Speaking the Same Language in Rural Schools

By working with one rural North Carolina school district, researchers developed a new professional development model that helps create teacher leaders, according to a new study.

"A Common Language for Learning" by Marjorie Ringler and Debra O'Neal of East Carolina University in Greenville, N.C., began in Tyrrell County Public Schools in Columbia, N.C. The article was published in the April 2012 issue of the Journal of Staff Development, a product of the National Staff Development Council.

Some students in the small, rural district were doing twice as much work than their peers because they spoke non-standard English dialects.

Researchers were doing a year-long series of workshops to help improve students' academic language proficiency. Initially, their target student group was English-language learners, but classroom teachers said native English speakers could benefit, too.

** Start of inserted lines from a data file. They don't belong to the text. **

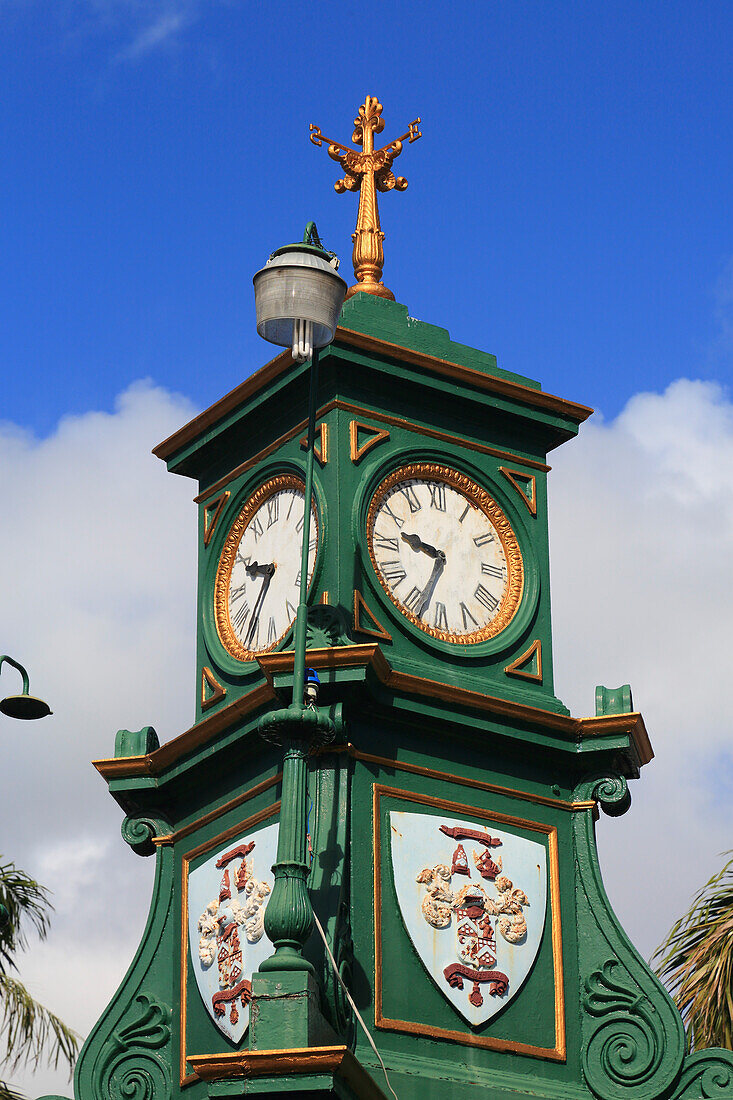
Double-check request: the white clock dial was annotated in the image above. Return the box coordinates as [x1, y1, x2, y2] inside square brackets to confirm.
[368, 463, 524, 644]
[215, 474, 318, 660]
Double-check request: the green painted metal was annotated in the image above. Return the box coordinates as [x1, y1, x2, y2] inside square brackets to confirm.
[62, 295, 733, 1100]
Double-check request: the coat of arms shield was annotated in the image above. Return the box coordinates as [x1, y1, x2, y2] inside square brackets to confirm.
[390, 811, 547, 1026]
[188, 825, 277, 1043]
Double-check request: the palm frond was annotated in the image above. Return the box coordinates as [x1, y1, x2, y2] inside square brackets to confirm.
[0, 862, 53, 974]
[653, 853, 733, 1051]
[0, 1081, 25, 1100]
[0, 975, 79, 1069]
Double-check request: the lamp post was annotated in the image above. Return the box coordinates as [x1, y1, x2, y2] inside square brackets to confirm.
[0, 653, 52, 931]
[253, 222, 347, 971]
[0, 653, 52, 722]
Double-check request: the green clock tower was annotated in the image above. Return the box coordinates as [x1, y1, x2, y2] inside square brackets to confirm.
[62, 97, 733, 1100]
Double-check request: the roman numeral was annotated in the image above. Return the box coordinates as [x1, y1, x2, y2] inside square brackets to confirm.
[428, 482, 446, 512]
[473, 584, 499, 612]
[403, 589, 423, 612]
[400, 485, 423, 513]
[231, 600, 250, 633]
[374, 535, 400, 553]
[380, 559, 407, 589]
[461, 603, 479, 630]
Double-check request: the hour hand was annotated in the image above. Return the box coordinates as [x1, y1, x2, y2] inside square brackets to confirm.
[402, 531, 446, 561]
[244, 561, 275, 579]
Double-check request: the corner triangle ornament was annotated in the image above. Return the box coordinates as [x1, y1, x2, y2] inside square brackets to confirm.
[310, 96, 423, 301]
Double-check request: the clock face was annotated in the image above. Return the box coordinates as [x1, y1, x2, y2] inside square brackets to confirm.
[367, 463, 524, 645]
[214, 474, 318, 661]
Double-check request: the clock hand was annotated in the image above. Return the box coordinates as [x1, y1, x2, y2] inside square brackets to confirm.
[244, 562, 275, 649]
[244, 561, 275, 579]
[415, 550, 446, 618]
[402, 531, 446, 561]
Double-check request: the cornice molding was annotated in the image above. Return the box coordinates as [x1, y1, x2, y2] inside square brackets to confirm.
[187, 1046, 385, 1100]
[153, 326, 593, 462]
[92, 644, 654, 782]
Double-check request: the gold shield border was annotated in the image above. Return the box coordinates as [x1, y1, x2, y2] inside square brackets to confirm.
[373, 783, 567, 1062]
[179, 800, 280, 1088]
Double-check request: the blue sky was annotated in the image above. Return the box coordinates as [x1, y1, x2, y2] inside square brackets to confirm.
[0, 0, 733, 435]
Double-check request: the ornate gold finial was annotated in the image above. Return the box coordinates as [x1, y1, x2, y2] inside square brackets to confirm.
[310, 96, 423, 301]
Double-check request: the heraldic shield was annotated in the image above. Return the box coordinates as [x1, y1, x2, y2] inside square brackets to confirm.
[188, 825, 277, 1043]
[390, 811, 547, 1026]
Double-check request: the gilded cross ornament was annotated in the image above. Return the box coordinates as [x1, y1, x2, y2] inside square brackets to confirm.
[310, 96, 423, 301]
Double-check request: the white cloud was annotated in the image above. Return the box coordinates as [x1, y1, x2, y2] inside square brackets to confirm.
[0, 383, 196, 1097]
[550, 380, 733, 956]
[120, 0, 192, 61]
[0, 380, 733, 1096]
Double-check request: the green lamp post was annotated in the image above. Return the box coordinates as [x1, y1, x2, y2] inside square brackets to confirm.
[253, 222, 347, 971]
[0, 653, 53, 722]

Researchers decided to work on academic language proficiency for all learners, and they've since brought those workshops to seven counties.

In doing so, they found successful districts had three common characteristics: involved principals, involved district-level administrators, and a follow-up plan for training.

They used those to develop a professional development program that has these core beliefs: 
• high-quality professional development begins with the principal;
• the principal must be part of the process, not just a facilitator;
• peer coaching is essential;
• teacher leadership is key to the program's success; and
• participants need to see the value in the content and be willing to take risks.

The article goes more in-depth to explain the three phases of implementing their model of professional development (teacher buy-in, coaching teachers, and building capacity) and how those worked in Tyrrell County schools.